De novo metastatic breast cancer is breast cancer that is already metastatic or Stage IV at the time of diagnosis. Unfortunately, over the years, I have known a number of patients for whom this was true. Some had been ignoring symptoms or obvious signs of trouble. I have known a few women who, at the time they first came for medical attention, had a large tumor that was distorting the breast.

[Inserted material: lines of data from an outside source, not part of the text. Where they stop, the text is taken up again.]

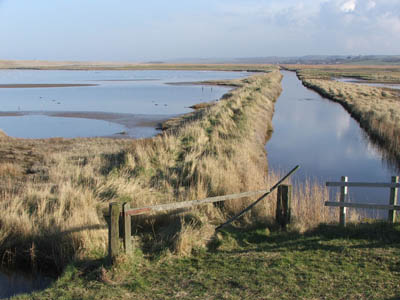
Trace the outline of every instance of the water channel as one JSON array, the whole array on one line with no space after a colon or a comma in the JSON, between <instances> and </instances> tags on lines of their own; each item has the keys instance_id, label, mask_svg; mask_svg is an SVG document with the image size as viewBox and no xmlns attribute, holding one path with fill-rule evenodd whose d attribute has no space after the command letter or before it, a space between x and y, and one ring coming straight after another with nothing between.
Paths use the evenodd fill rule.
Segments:
<instances>
[{"instance_id":1,"label":"water channel","mask_svg":"<svg viewBox=\"0 0 400 300\"><path fill-rule=\"evenodd\" d=\"M274 132L266 145L270 168L289 170L293 176L324 184L340 181L390 182L398 166L386 161L358 123L344 108L305 88L294 72L283 71L283 92L275 105ZM334 188L332 188L334 189ZM351 201L388 204L389 189L349 189ZM362 211L368 217L385 217L385 211Z\"/></svg>"}]
</instances>

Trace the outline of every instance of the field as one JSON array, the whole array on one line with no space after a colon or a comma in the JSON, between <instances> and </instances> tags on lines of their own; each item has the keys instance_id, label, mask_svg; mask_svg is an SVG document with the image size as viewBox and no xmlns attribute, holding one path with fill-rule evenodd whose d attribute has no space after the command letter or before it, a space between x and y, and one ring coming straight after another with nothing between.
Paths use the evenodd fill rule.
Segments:
<instances>
[{"instance_id":1,"label":"field","mask_svg":"<svg viewBox=\"0 0 400 300\"><path fill-rule=\"evenodd\" d=\"M167 63L112 63L73 61L12 61L0 60L1 69L15 70L216 70L216 71L268 71L268 64L167 64Z\"/></svg>"},{"instance_id":2,"label":"field","mask_svg":"<svg viewBox=\"0 0 400 300\"><path fill-rule=\"evenodd\" d=\"M366 83L400 84L400 68L380 66L286 66L296 70L303 84L339 102L382 146L385 156L400 163L400 91L334 78L356 78Z\"/></svg>"}]
</instances>

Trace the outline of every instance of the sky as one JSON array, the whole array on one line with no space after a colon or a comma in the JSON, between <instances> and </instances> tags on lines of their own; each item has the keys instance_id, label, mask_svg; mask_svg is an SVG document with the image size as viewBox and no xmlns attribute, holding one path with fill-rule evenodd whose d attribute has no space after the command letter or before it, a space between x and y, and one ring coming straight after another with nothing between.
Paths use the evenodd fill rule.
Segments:
<instances>
[{"instance_id":1,"label":"sky","mask_svg":"<svg viewBox=\"0 0 400 300\"><path fill-rule=\"evenodd\" d=\"M400 0L0 0L0 59L400 55Z\"/></svg>"}]
</instances>

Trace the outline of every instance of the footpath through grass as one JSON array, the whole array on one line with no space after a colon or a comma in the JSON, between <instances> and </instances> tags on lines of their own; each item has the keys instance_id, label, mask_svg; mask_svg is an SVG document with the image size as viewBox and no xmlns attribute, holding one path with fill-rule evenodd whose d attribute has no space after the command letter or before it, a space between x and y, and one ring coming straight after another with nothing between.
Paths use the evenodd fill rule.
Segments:
<instances>
[{"instance_id":1,"label":"footpath through grass","mask_svg":"<svg viewBox=\"0 0 400 300\"><path fill-rule=\"evenodd\" d=\"M80 262L17 299L399 299L399 246L400 224L228 228L190 257Z\"/></svg>"}]
</instances>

Usually, a de novo metastatic breast cancer diagnosis is made because of persistent pain, neurological concerns, or a long period of malaise that could not be explained. More often, this diagnosis is made during the staging and work up of a new patient who is initially thought to have earlier stage breast cancer. If there are particular concerns about the possible extent of someone’s cancer, the patient will likely undergo scans or MRIs prior to surgery. Occasionally, these tests find that the cancer has already spread beyond the breast, and the cancer is Stage IV rather than an earlier stage that was expected.
Metastatic breast cancer is treatable, but not curable. It is often considered a chronic disease and many people have active lives while living with this diagnosis. It is estimated that approximately 6% of all breast cancers in the United States are de nova metastatic. The usual standard of care is systemic therapy, meaning chemotherapy or targeted therapy, that can attack cancer cells anywhere in the body.

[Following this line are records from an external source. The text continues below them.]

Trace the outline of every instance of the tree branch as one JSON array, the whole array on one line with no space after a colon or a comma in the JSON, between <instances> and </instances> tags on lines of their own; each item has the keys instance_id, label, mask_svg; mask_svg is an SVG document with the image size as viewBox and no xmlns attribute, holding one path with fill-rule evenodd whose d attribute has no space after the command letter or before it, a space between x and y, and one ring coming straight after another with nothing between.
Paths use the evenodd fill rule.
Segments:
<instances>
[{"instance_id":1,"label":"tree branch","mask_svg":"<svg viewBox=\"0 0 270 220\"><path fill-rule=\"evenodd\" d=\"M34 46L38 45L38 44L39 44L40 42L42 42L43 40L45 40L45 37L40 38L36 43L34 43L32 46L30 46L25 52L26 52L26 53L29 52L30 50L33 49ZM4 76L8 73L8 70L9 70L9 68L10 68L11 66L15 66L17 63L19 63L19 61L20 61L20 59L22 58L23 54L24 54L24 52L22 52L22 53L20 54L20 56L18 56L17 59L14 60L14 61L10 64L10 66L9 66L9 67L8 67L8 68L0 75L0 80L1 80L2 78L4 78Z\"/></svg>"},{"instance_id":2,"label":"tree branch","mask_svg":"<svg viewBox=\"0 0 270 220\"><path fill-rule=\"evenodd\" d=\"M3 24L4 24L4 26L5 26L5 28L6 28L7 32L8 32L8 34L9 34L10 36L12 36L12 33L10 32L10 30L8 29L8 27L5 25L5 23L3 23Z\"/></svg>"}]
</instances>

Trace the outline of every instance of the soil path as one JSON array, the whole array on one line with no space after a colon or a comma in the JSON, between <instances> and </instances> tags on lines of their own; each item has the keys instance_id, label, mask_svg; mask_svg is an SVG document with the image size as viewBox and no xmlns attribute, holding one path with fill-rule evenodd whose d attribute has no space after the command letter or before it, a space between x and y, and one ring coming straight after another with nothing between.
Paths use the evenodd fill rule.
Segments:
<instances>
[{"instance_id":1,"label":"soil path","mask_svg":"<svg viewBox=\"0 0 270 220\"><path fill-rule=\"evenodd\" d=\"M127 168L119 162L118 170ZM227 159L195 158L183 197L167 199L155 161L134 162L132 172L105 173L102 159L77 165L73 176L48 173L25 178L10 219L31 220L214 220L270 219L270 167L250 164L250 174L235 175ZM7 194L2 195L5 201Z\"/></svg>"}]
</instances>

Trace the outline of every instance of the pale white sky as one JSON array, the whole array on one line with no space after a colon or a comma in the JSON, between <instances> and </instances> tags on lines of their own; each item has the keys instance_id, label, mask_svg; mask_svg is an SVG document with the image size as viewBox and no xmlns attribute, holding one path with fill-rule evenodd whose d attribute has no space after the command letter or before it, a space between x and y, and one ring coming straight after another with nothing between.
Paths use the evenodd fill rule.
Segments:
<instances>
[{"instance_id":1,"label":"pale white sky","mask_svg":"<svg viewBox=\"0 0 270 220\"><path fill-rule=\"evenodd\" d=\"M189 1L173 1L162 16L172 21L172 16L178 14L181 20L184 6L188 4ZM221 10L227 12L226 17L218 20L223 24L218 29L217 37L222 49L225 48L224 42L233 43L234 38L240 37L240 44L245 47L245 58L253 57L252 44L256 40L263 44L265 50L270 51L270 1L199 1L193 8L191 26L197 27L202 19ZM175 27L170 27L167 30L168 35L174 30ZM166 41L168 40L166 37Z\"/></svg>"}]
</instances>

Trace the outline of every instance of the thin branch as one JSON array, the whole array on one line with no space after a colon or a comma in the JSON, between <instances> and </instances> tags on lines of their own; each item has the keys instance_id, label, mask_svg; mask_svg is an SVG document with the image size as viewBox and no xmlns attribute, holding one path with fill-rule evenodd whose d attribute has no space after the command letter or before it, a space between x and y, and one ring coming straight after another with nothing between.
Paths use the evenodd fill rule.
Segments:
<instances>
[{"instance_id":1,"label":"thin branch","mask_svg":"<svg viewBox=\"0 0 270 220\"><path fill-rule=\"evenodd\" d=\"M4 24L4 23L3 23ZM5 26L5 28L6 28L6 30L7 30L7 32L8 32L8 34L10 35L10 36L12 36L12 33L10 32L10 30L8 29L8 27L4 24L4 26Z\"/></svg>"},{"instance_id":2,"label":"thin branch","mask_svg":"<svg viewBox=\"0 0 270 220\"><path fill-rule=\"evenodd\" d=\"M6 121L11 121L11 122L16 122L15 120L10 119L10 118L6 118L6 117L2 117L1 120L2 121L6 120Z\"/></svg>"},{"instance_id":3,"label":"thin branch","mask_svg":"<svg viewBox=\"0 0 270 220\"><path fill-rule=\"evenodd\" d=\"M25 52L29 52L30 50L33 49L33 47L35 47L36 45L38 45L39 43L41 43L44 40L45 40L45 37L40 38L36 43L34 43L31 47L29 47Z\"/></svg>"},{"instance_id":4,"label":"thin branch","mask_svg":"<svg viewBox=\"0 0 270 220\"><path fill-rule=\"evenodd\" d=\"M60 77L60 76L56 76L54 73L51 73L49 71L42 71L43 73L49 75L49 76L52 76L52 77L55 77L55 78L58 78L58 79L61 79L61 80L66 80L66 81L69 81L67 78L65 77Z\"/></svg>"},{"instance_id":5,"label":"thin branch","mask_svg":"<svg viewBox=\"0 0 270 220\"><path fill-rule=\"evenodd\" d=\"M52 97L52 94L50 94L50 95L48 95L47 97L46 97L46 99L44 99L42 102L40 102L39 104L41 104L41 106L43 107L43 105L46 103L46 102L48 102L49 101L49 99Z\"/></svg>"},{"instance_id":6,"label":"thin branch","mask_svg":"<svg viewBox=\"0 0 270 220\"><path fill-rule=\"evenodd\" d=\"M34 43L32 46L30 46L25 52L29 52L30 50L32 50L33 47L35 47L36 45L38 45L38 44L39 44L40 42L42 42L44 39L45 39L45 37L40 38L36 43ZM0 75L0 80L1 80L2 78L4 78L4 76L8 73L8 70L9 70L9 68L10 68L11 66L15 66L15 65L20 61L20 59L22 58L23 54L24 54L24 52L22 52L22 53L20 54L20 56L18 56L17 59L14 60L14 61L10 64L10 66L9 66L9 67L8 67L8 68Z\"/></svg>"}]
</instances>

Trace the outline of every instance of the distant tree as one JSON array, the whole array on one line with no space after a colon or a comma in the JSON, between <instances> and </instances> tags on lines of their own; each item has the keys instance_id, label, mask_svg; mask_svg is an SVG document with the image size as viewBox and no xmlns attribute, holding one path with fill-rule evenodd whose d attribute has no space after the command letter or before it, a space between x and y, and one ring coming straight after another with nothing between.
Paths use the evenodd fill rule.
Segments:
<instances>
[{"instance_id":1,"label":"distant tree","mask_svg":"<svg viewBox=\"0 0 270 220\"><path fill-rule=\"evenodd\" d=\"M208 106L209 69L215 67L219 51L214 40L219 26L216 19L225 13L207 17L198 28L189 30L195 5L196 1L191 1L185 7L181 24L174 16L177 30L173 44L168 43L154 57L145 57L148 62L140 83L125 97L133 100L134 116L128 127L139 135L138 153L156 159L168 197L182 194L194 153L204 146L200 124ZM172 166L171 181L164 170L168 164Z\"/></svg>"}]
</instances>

It is often confusing and distressing to leave the breast tumor alone since the usual instinct is to want it removed ASAP. The explanation has been something along the lines of shutting the barn door after the horse has escaped and the need to focus on cancer cells that may be much more life-threatening than those in the breast.

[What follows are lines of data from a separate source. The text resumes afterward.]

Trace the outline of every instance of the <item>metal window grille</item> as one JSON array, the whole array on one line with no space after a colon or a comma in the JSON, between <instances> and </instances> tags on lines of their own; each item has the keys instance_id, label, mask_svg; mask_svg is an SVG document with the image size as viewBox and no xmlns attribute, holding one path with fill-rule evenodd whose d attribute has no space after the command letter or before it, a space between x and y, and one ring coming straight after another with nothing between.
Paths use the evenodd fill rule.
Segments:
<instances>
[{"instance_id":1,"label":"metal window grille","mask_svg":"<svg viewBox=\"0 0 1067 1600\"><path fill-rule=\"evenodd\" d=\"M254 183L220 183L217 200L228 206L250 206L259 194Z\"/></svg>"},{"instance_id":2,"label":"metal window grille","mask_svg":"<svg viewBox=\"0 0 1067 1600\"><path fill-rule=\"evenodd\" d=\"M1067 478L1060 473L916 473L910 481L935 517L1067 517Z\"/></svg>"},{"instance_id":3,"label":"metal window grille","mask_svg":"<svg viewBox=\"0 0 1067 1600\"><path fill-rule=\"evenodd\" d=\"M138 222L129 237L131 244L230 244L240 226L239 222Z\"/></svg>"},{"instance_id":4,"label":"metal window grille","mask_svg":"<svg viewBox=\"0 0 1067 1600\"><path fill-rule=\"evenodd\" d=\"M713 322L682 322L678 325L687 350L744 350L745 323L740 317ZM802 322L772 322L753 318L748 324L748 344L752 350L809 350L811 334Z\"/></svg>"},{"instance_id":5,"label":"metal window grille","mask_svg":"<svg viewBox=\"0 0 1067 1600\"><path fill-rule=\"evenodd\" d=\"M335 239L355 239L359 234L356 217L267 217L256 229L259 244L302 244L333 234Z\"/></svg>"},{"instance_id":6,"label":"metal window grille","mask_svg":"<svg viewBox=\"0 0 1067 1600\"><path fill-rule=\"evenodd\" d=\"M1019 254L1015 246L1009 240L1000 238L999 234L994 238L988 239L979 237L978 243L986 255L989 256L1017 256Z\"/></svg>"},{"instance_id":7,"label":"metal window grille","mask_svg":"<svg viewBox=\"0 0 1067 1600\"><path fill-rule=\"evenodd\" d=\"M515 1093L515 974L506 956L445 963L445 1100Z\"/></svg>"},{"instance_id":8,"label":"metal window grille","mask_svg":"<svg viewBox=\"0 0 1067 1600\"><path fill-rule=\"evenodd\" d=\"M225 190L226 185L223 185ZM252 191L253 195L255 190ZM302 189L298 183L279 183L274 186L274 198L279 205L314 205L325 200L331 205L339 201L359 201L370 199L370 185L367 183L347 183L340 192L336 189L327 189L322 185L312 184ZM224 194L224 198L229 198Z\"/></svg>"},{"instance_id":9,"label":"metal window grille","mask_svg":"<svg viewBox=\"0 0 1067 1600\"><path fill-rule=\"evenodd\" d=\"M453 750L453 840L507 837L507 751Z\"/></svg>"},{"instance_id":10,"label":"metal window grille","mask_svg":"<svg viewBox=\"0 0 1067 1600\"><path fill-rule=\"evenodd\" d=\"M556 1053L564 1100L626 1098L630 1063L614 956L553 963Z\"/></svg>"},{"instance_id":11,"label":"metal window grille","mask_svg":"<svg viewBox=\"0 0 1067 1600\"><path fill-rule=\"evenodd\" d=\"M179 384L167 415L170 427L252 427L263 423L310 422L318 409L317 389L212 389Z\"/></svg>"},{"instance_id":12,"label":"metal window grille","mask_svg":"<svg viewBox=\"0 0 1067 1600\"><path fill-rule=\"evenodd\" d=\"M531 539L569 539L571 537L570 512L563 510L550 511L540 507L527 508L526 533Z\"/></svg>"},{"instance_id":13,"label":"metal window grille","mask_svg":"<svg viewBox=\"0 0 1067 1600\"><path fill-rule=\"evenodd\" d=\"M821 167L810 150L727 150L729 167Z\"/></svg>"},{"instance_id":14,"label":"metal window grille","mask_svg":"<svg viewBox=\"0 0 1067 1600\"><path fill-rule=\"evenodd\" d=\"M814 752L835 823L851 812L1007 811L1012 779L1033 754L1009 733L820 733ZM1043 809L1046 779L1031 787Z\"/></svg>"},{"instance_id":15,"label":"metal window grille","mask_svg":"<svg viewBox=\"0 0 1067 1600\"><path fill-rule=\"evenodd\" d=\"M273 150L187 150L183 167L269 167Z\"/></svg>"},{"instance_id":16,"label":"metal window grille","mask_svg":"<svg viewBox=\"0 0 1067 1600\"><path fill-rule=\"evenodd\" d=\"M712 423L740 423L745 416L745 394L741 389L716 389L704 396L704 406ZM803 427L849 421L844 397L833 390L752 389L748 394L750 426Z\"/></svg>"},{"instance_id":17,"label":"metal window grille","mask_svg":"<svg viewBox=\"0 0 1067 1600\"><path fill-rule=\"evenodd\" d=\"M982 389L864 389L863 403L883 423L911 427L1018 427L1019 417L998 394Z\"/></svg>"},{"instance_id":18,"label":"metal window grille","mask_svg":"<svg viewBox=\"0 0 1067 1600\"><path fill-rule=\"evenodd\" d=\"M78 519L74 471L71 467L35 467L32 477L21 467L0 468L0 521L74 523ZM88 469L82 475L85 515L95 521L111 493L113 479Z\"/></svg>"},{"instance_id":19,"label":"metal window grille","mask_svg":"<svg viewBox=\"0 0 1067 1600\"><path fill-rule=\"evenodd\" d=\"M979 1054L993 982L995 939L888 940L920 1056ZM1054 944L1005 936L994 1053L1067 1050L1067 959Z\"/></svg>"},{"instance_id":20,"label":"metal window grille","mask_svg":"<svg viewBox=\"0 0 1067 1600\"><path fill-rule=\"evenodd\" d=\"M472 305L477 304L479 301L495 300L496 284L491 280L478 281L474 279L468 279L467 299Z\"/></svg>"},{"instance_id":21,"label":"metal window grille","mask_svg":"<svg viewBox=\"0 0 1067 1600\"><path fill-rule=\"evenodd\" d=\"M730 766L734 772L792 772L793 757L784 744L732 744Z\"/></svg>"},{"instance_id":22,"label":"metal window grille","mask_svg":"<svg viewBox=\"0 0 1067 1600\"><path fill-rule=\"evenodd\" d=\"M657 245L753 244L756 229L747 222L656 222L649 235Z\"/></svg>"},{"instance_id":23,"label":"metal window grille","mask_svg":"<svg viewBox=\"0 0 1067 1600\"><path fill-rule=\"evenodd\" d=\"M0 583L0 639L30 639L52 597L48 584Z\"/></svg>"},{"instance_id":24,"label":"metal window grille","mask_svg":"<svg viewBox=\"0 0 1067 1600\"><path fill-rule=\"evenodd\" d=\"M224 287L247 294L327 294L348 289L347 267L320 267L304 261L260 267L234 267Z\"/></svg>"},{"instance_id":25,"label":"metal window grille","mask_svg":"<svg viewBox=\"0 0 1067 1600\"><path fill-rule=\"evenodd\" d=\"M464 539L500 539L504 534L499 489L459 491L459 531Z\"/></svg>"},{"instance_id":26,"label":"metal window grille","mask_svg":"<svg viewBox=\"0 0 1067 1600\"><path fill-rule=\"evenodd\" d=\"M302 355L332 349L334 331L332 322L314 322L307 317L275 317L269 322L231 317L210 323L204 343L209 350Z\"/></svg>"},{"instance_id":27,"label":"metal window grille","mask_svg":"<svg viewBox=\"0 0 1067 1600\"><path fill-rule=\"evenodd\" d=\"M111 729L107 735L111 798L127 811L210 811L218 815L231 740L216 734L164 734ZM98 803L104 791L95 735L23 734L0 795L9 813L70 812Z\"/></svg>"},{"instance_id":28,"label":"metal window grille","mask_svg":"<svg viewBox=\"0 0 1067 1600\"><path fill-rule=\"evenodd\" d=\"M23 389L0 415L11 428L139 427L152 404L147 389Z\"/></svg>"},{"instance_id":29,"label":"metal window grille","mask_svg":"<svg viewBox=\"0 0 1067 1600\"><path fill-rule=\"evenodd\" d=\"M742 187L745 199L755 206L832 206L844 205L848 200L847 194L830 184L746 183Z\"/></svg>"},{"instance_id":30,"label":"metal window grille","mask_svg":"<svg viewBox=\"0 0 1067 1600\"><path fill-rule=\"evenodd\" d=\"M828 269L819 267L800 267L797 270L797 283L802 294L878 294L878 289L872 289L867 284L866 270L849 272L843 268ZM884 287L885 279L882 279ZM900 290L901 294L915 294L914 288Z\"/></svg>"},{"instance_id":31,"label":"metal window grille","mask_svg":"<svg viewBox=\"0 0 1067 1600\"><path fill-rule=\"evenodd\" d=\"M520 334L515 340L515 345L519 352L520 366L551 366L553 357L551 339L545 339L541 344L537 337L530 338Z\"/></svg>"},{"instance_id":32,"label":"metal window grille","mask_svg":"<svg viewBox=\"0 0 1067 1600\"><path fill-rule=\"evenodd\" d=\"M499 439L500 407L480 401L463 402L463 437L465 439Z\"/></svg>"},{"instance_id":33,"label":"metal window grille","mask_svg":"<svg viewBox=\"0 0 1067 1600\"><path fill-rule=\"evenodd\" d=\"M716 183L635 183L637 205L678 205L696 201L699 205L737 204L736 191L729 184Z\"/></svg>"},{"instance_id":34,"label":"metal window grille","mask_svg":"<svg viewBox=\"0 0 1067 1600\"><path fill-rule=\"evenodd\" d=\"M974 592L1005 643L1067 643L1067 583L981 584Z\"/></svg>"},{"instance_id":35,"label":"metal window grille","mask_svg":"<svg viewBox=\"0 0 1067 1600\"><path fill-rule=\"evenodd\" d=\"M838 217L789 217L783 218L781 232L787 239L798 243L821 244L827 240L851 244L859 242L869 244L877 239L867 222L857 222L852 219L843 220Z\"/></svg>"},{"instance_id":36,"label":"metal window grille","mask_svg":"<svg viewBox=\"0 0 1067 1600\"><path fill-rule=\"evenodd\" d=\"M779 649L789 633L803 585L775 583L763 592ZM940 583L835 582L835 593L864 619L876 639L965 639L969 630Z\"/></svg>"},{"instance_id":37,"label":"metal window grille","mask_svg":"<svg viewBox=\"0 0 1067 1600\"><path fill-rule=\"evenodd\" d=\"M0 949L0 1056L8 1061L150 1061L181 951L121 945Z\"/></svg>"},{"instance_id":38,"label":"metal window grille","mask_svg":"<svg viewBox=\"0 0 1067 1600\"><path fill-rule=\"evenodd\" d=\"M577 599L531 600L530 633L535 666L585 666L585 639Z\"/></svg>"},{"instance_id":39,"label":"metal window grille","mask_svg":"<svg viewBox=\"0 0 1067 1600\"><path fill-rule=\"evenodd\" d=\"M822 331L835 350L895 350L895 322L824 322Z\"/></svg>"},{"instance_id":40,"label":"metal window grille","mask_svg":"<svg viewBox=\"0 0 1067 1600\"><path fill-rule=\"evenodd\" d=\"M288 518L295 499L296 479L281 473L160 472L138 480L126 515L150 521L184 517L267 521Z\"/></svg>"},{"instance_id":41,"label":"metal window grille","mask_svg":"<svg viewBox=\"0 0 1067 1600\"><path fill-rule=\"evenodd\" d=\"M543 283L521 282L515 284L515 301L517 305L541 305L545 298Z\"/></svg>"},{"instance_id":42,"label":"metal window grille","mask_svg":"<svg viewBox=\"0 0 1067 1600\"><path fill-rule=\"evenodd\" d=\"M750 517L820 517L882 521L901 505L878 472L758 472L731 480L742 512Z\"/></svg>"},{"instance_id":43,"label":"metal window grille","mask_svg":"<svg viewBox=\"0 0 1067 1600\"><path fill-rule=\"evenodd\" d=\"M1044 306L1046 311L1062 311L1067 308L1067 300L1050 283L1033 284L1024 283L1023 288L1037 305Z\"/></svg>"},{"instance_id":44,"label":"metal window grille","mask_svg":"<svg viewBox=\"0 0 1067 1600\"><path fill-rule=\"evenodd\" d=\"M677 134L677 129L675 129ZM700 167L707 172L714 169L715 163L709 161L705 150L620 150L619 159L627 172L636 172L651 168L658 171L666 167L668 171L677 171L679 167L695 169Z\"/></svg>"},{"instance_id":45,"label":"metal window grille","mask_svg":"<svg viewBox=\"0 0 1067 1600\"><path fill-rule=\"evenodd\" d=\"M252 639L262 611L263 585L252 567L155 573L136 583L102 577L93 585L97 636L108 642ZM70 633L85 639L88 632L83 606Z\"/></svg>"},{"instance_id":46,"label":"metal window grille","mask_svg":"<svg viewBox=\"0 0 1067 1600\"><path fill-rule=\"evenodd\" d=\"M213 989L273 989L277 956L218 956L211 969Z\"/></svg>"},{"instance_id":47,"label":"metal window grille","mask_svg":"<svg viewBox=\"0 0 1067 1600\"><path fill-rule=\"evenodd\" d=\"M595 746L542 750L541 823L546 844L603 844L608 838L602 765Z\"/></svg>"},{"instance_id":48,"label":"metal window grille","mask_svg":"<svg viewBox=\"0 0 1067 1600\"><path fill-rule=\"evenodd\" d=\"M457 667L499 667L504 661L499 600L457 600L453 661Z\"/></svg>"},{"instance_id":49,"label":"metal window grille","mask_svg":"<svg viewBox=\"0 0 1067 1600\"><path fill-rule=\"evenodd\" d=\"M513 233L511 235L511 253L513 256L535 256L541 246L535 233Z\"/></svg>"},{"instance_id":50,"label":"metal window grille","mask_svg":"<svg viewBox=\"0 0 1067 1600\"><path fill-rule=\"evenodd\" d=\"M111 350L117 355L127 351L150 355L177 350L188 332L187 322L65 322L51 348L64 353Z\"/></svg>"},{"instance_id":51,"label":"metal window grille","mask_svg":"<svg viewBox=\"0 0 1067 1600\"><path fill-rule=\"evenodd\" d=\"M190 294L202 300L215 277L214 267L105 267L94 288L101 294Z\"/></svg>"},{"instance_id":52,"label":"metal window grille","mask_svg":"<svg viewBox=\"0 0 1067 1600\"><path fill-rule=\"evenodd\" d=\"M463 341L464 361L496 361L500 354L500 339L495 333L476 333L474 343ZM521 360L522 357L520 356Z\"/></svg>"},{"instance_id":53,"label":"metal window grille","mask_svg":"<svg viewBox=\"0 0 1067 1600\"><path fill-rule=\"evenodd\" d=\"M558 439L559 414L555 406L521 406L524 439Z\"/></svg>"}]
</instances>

Breast surgery or radiation to the breast focuses only on the primary tumor and does nothing to treat cancer cells that are circulating elsewhere. The role of systemic therapy has always been to go after those distant cells and, ideally, to prevent their lodging elsewhere in the body. If a person already has metastatic cancer, the goal is to reduce or eliminate the cells that are outside of the breast. As simplistic as it sounds, cancer that remains in the breast is not lethal; the danger is in breast cancer cells that have invaded vital organs.
Over the years, some doctors and researchers have questioned this approach. They wondered whether it also made sense to remove the primary breast tumor. One common sense view is that it could be a way to greatly reduce the total number of breast cancer cells in the body, the so-called tumor burden.
Some retrospective studies that looked back on data already collected suggested that including surgery to remove the primary breast tumor could extend life. Certainly, I have known a number of patients who pushed hard for this surgery, as they were unable to feel comfortable with the known breast tumor still in place.
At this year’s virtual ASCO meeting, results from Trial E2108, a national randomized trial, answered the question. This study enrolled almost 400 women who had been diagnosed with de novo metastatic breast cancer. All began treatment with systemic therapy. After 4 to 8 months of treatment, those women whose cancers had not grown were randomly assigned to continue on with chemotherapy or to take a break to have breast surgery before continuing the treatment. In addition to answering whether having local treatment to the breast would result in living longer, the questions also included assessments of quality of life (QOL).
The results were that having the local therapy (breast surgery) did not result in women living longer or having a better quality of life. The overall survival and progression-free survival (meaning the length of time on a particular treatment before the cancer began to grow) were the same for both groups.
What does this mean if you’ve been diagnosed with de novo metastatic breast cancer?
First, there is now evidence that local treatment to the breast should not be offered with the hope of lengthening life. Sometimes there are good reasons to recommend breast surgery or radiation to manage discomfort caused by the tumor. Secondly, the study confirmed the value of ongoing chemotherapy and targeted therapies in this situation.
It is easy to find this study disappointing and discouraging. However, this study confirmed the value of the existing standard of care and helps us understand what works and what does not work. No one wants to put anyone through surgery, radiation, or any treatment that will be stressful and maybe painful unless there is a good chance of it being helpful.
Although we all continue to hope for new and better ways to treat metastatic breast cancer, we now know that adding local treatment will not bring a benefit. Sometimes continuing on with the standard course of care is truly the best choice.